That is certainly true for the vast majority of liquidations. However, it is possible to stop a liquidation and return a company to the control of its directors. Section 147 of the Insolvency Act 1986 allows the court, after a winding up order has been granted, to make an order permanently sisting the liquidation. A permanent sist is a rather clumsy expression but the practical effect is that the company comes out of liquidation and back into the hands of its directors.
The court has discretion in awarding a permanent sist. The legislation provides little guidance on where the court will grant a permanent sist but, generally speaking, there are a few points that court will need to be satisfied about before a permanent sist is granted. Firstly, the court will need to be convinced that the company's creditors will not be left out of pocket by a permanent sist. There will need to be proposals to pay all of the company's creditors in full. The company's creditors are obviously in a strong negotiating position in relation to the debts owed to them so it there is unlikely to be scope for negotiation about reducing the amount of the debts.

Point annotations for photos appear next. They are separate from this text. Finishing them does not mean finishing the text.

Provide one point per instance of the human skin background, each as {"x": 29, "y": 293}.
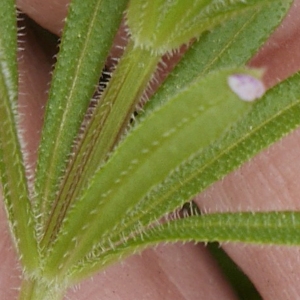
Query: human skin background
{"x": 267, "y": 182}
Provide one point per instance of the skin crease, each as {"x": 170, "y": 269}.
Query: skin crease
{"x": 267, "y": 182}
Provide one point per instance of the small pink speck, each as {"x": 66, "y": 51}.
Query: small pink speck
{"x": 246, "y": 87}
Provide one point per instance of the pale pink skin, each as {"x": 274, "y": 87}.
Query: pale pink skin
{"x": 267, "y": 182}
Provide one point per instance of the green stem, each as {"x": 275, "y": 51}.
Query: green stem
{"x": 109, "y": 121}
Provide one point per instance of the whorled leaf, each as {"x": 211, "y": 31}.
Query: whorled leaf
{"x": 265, "y": 228}
{"x": 106, "y": 126}
{"x": 188, "y": 122}
{"x": 12, "y": 171}
{"x": 231, "y": 46}
{"x": 162, "y": 26}
{"x": 86, "y": 41}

Second, the court will consider the liquidator's interest. The liquidator's fees and outlays will also need to be met.
Finally, the court will take into account the public interest. This means that the court will need to consider if it is appropriate for the company to be returned to its directors. If there is suggestion of shady dealings or extremely poor management of the company, a court is likely to consider that it is not in the public interest to grant the permanent sist. For example, if there have been many attempts by creditors to wind up the company that may suggest to the court that the management of the company's finances is very poor and that the company's creditors are suffering as a result. In these circumstances, the court may be reluctant to grant a permanent sist.
A winding up order in most cases signals the end of the company. However, if all the company's creditors and the liquidator can be paid in full, there is likely to be prospects of stopping a liquidation in its tracks.